Project Leader: Dr. Dawid Piątkowski, Prof. NCU
Modern photonics allows us to understand and manipulate phenomena related to the interaction of light with matter. In our project, we employ the most advanced microscopy technologies to surpass the natural limitations associated with light emission at the nanoscale.
The luminescent nanomaterials under investigation are structures thousands of times smaller than the diameter of a human hair, which, when appropriately excited, can emit light. These materials are increasingly used in medical diagnostics, cancer therapy, photovoltaics, sensing, and optical information processing. However, their application potential is still not fully realized due to inherent limitations, such as low quantum efficiency, photochemical instability, and suboptimal emission dynamics.

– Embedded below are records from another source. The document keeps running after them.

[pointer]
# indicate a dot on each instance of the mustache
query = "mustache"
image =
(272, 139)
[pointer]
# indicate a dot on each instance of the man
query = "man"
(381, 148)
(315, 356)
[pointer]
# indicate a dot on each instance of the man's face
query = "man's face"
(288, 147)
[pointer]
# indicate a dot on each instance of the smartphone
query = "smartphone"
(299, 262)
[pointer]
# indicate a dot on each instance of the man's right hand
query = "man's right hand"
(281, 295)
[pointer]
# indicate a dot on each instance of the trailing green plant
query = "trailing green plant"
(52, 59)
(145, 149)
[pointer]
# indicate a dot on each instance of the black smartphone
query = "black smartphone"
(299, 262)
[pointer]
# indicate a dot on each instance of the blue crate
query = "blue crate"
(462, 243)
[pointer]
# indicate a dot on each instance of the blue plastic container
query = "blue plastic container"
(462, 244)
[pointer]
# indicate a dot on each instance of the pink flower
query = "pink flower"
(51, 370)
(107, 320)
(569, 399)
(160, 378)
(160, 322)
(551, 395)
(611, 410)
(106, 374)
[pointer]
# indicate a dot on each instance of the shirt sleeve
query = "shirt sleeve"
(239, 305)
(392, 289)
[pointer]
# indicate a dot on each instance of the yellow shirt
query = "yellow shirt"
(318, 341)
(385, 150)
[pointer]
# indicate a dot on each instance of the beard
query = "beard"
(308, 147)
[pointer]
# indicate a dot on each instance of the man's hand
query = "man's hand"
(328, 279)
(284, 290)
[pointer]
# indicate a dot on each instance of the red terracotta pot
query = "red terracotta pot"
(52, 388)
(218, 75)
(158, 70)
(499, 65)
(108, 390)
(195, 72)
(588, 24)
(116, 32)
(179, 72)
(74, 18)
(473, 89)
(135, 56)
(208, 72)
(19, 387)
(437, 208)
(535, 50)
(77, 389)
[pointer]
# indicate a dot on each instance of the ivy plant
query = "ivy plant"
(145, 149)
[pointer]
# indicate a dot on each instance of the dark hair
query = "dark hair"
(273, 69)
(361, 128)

The aim of the project is to develop modern technologies that enable the modification of optical properties of advanced luminescent nanomaterials beyond their natural limits, adapting them for innovative application solutions. To achieve this, we will use optical microcavities—microscopic resonators that allow control over the quantum-mechanical properties of the nanomaterials placed within them at the most fundamental level. By consciously “managing light” around a single nanoemitter, we will be able to significantly enhance emission intensity, control luminescence lifetimes, tune the frequency of emitted light, and even improve imaging resolution.
Our research will focus on three groups of materials: (1) photosynthetic complexes—systems modeling solar energy conversion processes in plants, (2) anti-Stokes nanocrystals—used, among others, in biomedical diagnostics and sensing, and (3) optical switches—unique molecules that can function as molecular memory or light-controlled microswitch elements. Our goal is to create technologies and tools that unlock their application potential and provide unique guidance for modifying their synthesis processes.